SUM: Serialized Updating and Matching for text-based person retrieval

摘要

The central problem of text-based person retrieval is how to properly bridge the gap between heterogeneous cross-modal data. Many of the previous works contrive to learn a latent common space to bridge the modality gap and extract modality-invariant feature vectors. Within these methods, the common space mapping and cross-modal information matching operations are conducted in a one-off manner, which aims to extract sufficient discriminative clues from the high-dimensional multi-modal data at first glance, but it is inconsistent with the fact that humans usually follow a step-by-step process to properly recognize and match two objects. Intuitively, the large heterogeneity gap between multi-modal data can be better bridged by gradually analyzing the complex cross-modal relationships. In this paper, we propose a Serialized Updating and Matching (SUM) method for text-based person retrieval to bridge the heterogeneity gap between cross-modal data in a step-by-step manner. The core component of SUM is the proposed Memory Gating Modules (MGM), which can be stacked to gradually update and match features extracted from visual/textual modalities.
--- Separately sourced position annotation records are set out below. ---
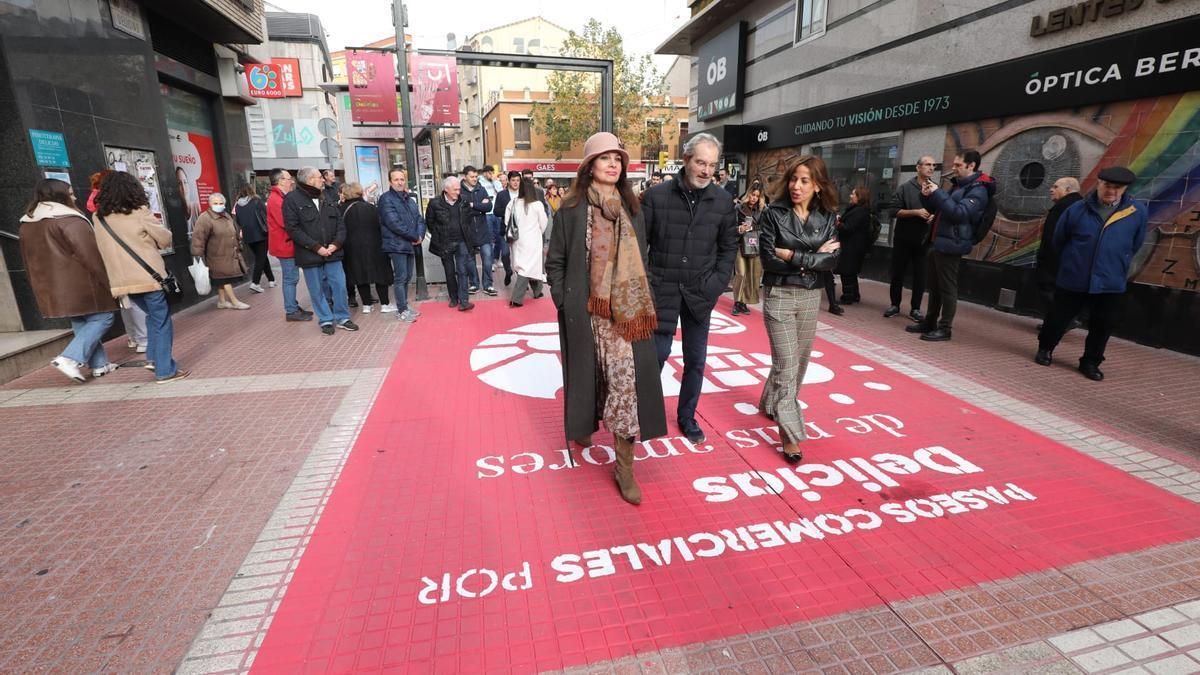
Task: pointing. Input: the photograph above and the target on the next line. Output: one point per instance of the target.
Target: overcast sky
(645, 24)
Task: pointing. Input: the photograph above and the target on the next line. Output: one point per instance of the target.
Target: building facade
(151, 88)
(1042, 89)
(513, 144)
(295, 123)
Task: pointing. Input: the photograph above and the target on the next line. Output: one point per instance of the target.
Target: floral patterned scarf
(619, 290)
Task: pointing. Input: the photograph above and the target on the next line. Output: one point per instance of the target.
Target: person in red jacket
(280, 245)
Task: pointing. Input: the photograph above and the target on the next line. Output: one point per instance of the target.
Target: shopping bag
(199, 273)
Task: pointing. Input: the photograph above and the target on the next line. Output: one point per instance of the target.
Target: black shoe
(939, 335)
(691, 431)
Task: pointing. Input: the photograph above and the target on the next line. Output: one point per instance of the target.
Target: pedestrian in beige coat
(217, 239)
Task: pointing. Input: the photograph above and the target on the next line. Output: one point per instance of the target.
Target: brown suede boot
(624, 473)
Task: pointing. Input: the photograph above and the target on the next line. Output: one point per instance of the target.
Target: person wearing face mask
(217, 240)
(691, 230)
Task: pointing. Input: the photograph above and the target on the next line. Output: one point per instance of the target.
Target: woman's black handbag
(511, 232)
(750, 244)
(169, 284)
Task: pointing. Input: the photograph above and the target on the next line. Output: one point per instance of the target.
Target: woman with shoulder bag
(130, 238)
(748, 266)
(67, 276)
(606, 320)
(217, 240)
(798, 245)
(527, 216)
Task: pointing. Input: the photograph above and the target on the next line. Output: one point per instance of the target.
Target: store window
(809, 21)
(521, 136)
(873, 162)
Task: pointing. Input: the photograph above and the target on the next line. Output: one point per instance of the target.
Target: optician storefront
(1038, 91)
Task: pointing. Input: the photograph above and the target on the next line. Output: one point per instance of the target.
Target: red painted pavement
(459, 538)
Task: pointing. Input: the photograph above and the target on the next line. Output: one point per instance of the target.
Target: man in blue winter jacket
(1096, 239)
(402, 228)
(955, 214)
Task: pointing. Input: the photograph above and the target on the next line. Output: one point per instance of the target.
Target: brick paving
(148, 536)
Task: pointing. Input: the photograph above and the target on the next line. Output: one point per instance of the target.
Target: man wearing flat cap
(1096, 239)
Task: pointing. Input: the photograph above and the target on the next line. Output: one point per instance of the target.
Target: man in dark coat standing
(318, 232)
(1065, 192)
(691, 231)
(1096, 240)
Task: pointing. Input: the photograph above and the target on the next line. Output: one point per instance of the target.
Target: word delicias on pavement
(873, 475)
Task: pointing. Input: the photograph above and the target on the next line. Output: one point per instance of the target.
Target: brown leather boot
(624, 473)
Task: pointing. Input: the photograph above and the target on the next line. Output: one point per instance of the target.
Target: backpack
(981, 230)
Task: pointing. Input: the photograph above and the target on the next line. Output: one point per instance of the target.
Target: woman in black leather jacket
(798, 242)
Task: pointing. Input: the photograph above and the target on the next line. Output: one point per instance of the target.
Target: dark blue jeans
(695, 350)
(457, 261)
(403, 266)
(160, 332)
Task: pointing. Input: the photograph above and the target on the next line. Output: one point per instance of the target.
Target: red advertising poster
(289, 76)
(277, 79)
(435, 89)
(196, 172)
(372, 87)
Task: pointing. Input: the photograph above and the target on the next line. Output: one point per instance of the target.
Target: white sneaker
(69, 368)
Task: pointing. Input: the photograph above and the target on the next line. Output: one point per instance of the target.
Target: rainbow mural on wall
(1158, 138)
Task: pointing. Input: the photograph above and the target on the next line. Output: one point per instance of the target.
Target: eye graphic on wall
(1026, 157)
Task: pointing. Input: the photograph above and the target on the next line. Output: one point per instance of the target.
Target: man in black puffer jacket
(693, 237)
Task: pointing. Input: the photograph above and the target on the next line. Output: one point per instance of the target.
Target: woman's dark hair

To fully excavate the correlations lie within multi-granular cross-modal data, two variants are designed to care for both global and fine-grain local information, namely, Global Memory Gating Module (GMGM) and Fine-grained Memory Gating Module (FMGM) with which the updating rate of information at each step is dynamically determined after observing the feature in opposite modality. Moreover, SUM can be flexibly utilized as an add-on to any multi-granular text-based person retrieval methods to further improve the performance. We evaluate our proposed method on two text-based person retrieval datasets CUHK-PEDES and RSTPReid along with two general cross-modal retrieval datasets Flickr8K and Flickr30K to see its generalization ability. Experimental results present that the proposed SUM outperforms existing methods and achieves the state-of-the-art performance.